Tuesday, October 26, 2010

I had to go to the Emergency Room.

No no, sorry to scare you! Like 2 years ago.

I had to go to the Emergency Room a couple of years ago (better?).

And while it certainly wasn't a laughing matter, a couple of things happened that made me laugh until I cried.

Mostly because I was in a lot of pain (freakin gall stones!), but they were seriously hysterical.
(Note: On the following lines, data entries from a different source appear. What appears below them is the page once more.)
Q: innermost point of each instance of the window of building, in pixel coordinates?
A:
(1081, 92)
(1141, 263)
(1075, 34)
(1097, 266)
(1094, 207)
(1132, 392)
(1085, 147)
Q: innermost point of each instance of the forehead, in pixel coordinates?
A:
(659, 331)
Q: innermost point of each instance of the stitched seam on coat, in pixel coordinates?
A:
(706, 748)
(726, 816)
So I had to go to the ER, and since it was my 2nd trip in a week, and they knew what was wrong, I got to wait with all of the other people-with-non-life-threatening conditions. And wait, and wait...

Anyway.

I'm sitting there - in pain - waiting. From across the room a lady woman starts hollerin - and I literally hollderin - that her boyfriend's butt hurt and someone needed to see him NOW. Let me try to recall the quotes for you:
"His butt hurts!"
"He's got a huge boil on his butt!"
"Someone better help him soon, this boil on his butt hurts!"
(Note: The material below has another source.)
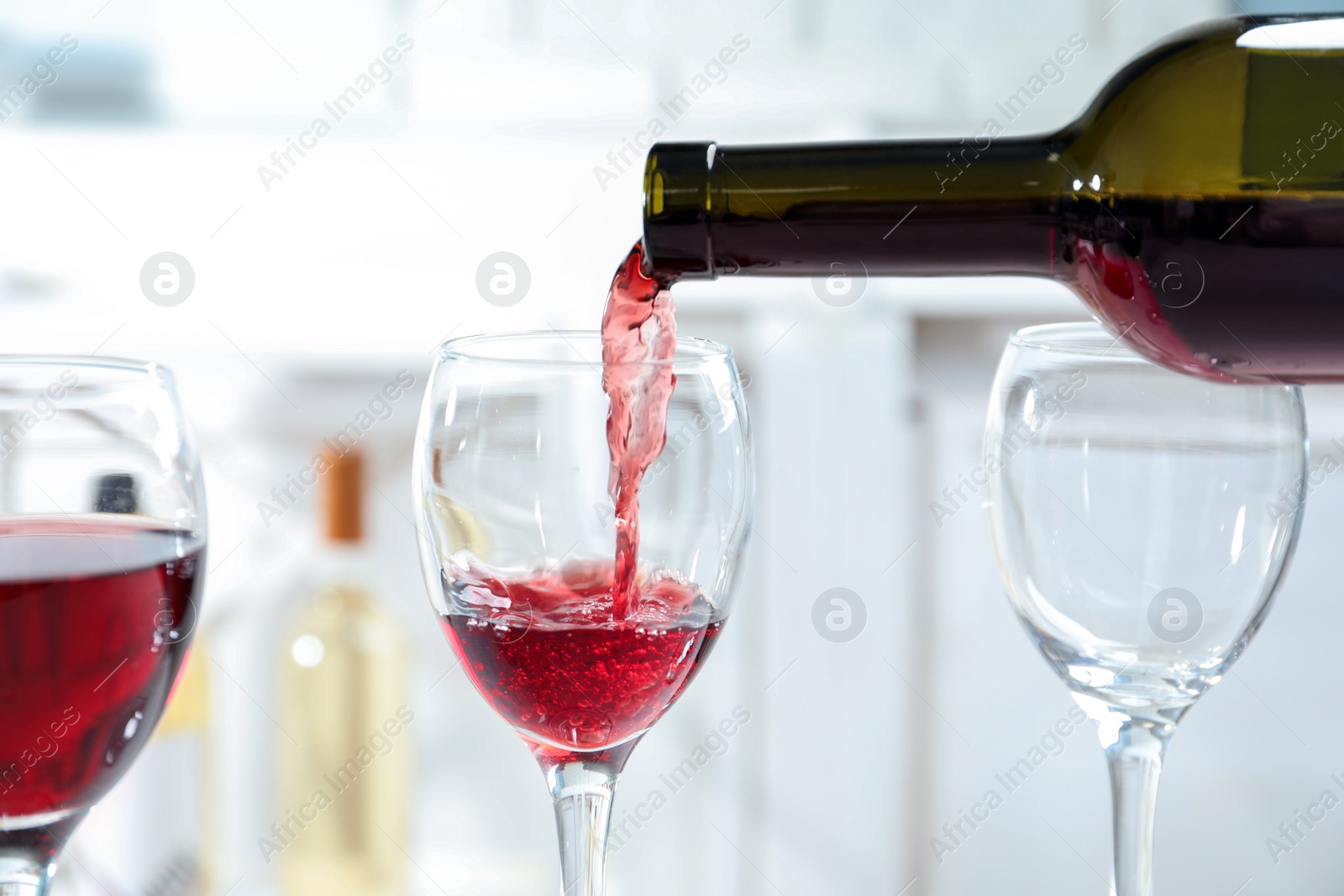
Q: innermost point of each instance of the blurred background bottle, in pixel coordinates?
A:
(344, 758)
Over..and over...loudly. The entire waiting room was trying not to stare, as her boyfriend slunk lower, and lower in his chair. While avoiding sitting on the butt cheek in question... (staph infection of course). She was oblivious to his humiliation, and focused on his pain. Oh dear...

The second story requires a little bit of background (or perhaps it doesn't, but I'll share it anyway).
In Texas, a certain ethnicity brings the whole family to the ER with them. That's right...when one has to go, they ALL go. And I'm not talking about mom, dad, and kids. I'm talking about mom, dad, kids, brothers, sisters, aunts, uncles, and the neighbors. The whole barrio meets them there.

There had to be 20 people in there from this one family.

My friend (kind-hearted soul that she is drove me to the ER) and I were sitting near the doors, and as they all came in, she suddenly burst out laughing.

And could.not.stop.laughing.

She laughed until she was crying.

Sobbing even. Couldn't catch her breath.

And I had no idea what in the world she was laughing at.

So I'm staring at her like she's a loon, waiting for her to fill me in.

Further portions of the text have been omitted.